All of lore.kernel.org
 help / color / mirror / Atom feed
From: Greg Kroah-Hartman <gregkh@linuxfoundation.org>
To: linux-kernel@vger.kernel.org
Cc: Greg Kroah-Hartman <gregkh@linuxfoundation.org>,
	stable@vger.kernel.org,
	Reinette Chatre <reinette.chatre@intel.com>,
	Xiaochen Shen <xiaochen.shen@intel.com>,
	Borislav Petkov <bp@suse.de>, Tony Luck <tony.luck@intel.com>,
	Thomas Gleixner <tglx@linutronix.de>,
	Sasha Levin <sashal@kernel.org>
Subject: [PATCH 4.19 04/70] x86/resctrl: Fix a deadlock due to inaccurate reference
Date: Mon,  3 Feb 2020 16:19:16 +0000	[thread overview]
Message-ID: <20200203161912.983146506@linuxfoundation.org> (raw)
In-Reply-To: <20200203161912.158976871@linuxfoundation.org>

From: Xiaochen Shen <xiaochen.shen@intel.com>

commit 334b0f4e9b1b4a1d475f803419d202f6c5e4d18e upstream.

There is a race condition which results in a deadlock when rmdir and
mkdir execute concurrently:

$ ls /sys/fs/resctrl/c1/mon_groups/m1/
cpus  cpus_list  mon_data  tasks

Thread 1: rmdir /sys/fs/resctrl/c1
Thread 2: mkdir /sys/fs/resctrl/c1/mon_groups/m1

3 locks held by mkdir/48649:
 #0:  (sb_writers#17){.+.+}, at: [<ffffffffb4ca2aa0>] mnt_want_write+0x20/0x50
 #1:  (&type->i_mutex_dir_key#8/1){+.+.}, at: [<ffffffffb4c8c13b>] filename_create+0x7b/0x170
 #2:  (rdtgroup_mutex){+.+.}, at: [<ffffffffb4a4389d>] rdtgroup_kn_lock_live+0x3d/0x70

4 locks held by rmdir/48652:
 #0:  (sb_writers#17){.+.+}, at: [<ffffffffb4ca2aa0>] mnt_want_write+0x20/0x50
 #1:  (&type->i_mutex_dir_key#8/1){+.+.}, at: [<ffffffffb4c8c3cf>] do_rmdir+0x13f/0x1e0
 #2:  (&type->i_mutex_dir_key#8){++++}, at: [<ffffffffb4c86d5d>] vfs_rmdir+0x4d/0x120
 #3:  (rdtgroup_mutex){+.+.}, at: [<ffffffffb4a4389d>] rdtgroup_kn_lock_live+0x3d/0x70

Thread 1 is deleting control group "c1". Holding rdtgroup_mutex,
kernfs_remove() removes all kernfs nodes under directory "c1"
recursively, then waits for sub kernfs node "mon_groups" to drop active
reference.

Thread 2 is trying to create a subdirectory "m1" in the "mon_groups"
directory.
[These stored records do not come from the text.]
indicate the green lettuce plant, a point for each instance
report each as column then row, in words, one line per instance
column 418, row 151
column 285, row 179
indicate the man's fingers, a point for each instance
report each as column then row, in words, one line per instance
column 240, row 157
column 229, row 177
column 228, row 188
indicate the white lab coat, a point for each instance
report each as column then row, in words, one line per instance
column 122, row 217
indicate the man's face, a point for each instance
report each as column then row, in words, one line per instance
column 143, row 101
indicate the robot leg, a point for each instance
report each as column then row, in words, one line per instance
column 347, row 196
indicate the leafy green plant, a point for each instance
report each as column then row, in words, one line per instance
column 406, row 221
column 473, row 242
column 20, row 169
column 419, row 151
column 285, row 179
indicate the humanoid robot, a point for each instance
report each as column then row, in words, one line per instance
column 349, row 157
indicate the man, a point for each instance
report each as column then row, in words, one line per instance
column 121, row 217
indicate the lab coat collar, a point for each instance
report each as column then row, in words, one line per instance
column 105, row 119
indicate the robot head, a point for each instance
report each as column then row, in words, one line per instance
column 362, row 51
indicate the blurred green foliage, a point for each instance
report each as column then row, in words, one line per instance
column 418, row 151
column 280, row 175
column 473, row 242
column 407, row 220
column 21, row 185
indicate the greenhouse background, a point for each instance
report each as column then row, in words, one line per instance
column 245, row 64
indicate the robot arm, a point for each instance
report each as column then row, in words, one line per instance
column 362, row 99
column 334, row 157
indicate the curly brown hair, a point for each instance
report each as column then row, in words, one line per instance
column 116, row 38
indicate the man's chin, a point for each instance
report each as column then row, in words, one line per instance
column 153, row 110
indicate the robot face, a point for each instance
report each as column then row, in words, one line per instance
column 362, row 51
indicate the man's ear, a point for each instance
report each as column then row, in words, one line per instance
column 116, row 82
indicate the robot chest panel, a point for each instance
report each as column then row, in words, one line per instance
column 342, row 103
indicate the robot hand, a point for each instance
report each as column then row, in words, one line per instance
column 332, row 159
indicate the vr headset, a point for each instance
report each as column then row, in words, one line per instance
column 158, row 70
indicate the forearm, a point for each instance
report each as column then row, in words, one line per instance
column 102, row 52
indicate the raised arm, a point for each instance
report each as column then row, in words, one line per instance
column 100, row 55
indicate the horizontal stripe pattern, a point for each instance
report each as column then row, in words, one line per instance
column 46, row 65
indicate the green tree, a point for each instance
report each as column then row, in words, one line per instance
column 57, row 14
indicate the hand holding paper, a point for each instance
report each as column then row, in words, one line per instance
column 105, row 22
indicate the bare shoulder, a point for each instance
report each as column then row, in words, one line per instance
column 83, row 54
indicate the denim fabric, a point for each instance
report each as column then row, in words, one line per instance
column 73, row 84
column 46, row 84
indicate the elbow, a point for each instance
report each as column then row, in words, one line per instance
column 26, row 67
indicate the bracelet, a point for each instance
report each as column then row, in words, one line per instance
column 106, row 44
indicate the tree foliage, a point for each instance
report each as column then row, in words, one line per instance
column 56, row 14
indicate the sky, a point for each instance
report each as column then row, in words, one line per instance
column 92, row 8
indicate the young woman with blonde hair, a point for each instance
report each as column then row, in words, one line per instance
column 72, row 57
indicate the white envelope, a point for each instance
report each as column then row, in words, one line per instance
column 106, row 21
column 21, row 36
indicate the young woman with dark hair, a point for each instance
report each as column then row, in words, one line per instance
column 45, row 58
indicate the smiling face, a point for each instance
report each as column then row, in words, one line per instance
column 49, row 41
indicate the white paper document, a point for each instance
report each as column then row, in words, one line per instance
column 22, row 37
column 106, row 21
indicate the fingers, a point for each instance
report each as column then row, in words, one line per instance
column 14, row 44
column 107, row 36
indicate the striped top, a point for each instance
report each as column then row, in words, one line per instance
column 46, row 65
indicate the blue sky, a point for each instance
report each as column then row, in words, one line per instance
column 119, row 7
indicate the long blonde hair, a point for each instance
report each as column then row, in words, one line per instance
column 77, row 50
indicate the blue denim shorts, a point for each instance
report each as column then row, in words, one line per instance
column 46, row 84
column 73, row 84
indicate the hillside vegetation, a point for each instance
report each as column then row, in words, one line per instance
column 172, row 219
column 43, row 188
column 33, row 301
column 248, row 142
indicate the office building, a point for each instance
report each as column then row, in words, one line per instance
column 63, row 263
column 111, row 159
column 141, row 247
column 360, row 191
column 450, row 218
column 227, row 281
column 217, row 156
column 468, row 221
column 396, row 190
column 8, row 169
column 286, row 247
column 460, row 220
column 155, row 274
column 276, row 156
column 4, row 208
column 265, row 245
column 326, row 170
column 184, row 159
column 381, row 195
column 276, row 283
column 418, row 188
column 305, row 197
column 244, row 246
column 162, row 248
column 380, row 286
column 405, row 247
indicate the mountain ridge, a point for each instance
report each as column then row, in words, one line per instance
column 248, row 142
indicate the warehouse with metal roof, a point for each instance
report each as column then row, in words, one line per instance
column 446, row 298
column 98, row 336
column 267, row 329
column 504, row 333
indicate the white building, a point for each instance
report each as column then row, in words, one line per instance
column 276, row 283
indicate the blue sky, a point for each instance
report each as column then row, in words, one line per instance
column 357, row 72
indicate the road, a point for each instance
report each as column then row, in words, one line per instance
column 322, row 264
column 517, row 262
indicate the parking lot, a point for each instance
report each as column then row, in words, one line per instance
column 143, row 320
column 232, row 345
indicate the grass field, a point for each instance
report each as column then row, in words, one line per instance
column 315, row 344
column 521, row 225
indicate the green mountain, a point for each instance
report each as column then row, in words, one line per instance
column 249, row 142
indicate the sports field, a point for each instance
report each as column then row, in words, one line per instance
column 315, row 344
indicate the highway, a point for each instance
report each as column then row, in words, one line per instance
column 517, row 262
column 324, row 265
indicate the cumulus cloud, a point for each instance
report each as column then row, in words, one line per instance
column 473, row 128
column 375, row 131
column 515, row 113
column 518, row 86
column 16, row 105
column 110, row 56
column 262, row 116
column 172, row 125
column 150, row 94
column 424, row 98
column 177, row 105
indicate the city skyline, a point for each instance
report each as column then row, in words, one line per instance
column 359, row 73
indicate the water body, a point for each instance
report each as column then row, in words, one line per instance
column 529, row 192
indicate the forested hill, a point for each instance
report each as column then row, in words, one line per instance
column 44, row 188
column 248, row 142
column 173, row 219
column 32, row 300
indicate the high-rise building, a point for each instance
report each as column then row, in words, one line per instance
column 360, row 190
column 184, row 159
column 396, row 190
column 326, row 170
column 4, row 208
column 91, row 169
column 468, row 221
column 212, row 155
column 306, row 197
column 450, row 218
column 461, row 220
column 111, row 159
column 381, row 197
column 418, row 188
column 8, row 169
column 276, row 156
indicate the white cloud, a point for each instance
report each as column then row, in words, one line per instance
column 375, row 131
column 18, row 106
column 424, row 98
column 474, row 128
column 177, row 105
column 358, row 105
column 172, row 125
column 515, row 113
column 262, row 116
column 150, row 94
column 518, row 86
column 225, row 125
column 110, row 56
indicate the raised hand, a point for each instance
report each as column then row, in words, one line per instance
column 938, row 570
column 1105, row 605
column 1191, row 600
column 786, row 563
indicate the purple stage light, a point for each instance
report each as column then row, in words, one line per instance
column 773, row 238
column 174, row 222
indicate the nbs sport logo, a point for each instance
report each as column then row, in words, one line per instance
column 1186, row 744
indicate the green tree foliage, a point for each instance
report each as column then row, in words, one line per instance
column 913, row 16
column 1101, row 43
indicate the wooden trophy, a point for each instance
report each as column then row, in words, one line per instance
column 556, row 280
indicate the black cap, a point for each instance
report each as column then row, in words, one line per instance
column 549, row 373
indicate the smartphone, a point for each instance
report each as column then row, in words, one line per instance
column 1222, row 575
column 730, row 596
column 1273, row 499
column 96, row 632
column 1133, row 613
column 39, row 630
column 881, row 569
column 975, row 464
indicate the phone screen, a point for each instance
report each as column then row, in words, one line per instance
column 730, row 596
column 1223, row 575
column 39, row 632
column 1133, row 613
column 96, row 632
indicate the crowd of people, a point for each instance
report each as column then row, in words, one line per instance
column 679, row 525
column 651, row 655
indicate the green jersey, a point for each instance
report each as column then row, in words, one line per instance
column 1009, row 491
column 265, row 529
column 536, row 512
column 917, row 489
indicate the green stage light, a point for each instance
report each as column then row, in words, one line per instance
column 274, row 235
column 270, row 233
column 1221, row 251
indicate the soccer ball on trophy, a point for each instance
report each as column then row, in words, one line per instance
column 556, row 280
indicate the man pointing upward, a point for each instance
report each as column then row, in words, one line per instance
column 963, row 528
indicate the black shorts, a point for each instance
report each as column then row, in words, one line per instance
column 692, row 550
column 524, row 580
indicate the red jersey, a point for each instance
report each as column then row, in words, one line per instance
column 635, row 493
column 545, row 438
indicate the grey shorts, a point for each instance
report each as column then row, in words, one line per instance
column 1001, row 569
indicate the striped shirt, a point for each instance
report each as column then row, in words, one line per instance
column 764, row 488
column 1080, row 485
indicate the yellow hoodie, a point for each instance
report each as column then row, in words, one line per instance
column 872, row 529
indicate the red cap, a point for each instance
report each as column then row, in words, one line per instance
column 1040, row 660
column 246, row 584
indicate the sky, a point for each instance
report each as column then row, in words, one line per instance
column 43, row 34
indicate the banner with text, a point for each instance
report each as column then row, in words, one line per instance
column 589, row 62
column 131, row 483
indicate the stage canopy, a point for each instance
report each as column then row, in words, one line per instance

The wrapper kernfs_iop_mkdir() takes an active reference to
the "mon_groups" directory but the code drops the active reference to
the parent directory "c1" instead.

As a result, Thread 1 is blocked on waiting for active reference to drop
and never release rdtgroup_mutex, while Thread 2 is also blocked on
trying to get rdtgroup_mutex.

Thread 1 (rdtgroup_rmdir)   Thread 2 (rdtgroup_mkdir)
(rmdir /sys/fs/resctrl/c1)  (mkdir /sys/fs/resctrl/c1/mon_groups/m1)
-------------------------   -------------------------
                            kernfs_iop_mkdir
                              /*
                               * kn: "m1", parent_kn: "mon_groups",
                               * prgrp_kn: parent_kn->parent: "c1",
                               *
                               * "mon_groups", parent_kn->active++: 1
                               */
                              kernfs_get_active(parent_kn)
kernfs_iop_rmdir
  /* "c1", kn->active++ */
  kernfs_get_active(kn)

  rdtgroup_kn_lock_live
    atomic_inc(&rdtgrp->waitcount)
    /* "c1", kn->active-- */
    kernfs_break_active_protection(kn)
    mutex_lock

  rdtgroup_rmdir_ctrl
    free_all_child_rdtgrp
      sentry->flags = RDT_DELETED

    rdtgroup_ctrl_remove
      rdtgrp->flags = RDT_DELETED
      kernfs_get(kn)
      kernfs_remove(rdtgrp->kn)
        __kernfs_remove
          /* "mon_groups", sub_kn */
          atomic_add(KN_DEACTIVATED_BIAS, &sub_kn->active)
          kernfs_drain(sub_kn)
            /*
             * sub_kn->active == KN_DEACTIVATED_BIAS + 1,
             * waiting on sub_kn->active to drop, but it
             * never drops in Thread 2 which is blocked
             * on getting rdtgroup_mutex.
             */
Thread 1 hangs here ---->
            wait_event(sub_kn->active == KN_DEACTIVATED_BIAS)
            ...
                              rdtgroup_mkdir
                                rdtgroup_mkdir_mon(parent_kn, prgrp_kn)
                                  mkdir_rdt_prepare(parent_kn, prgrp_kn)
                                    rdtgroup_kn_lock_live(prgrp_kn)
                                      atomic_inc(&rdtgrp->waitcount)
                                      /*
                                       * "c1", prgrp_kn->active--
                                       *
                                       * The active reference on "c1" is
                                       * dropped, but not matching the
                                       * actual active reference taken
                                       * on "mon_groups", thus causing
                                       * Thread 1 to wait forever while
                                       * holding rdtgroup_mutex.
                                       */
                                      kernfs_break_active_protection(
                                                               prgrp_kn)
                                      /*
                                       * Trying to get rdtgroup_mutex
                                       * which is held by Thread 1.
                                       */
Thread 2 hangs here ---->             mutex_lock
                                      ...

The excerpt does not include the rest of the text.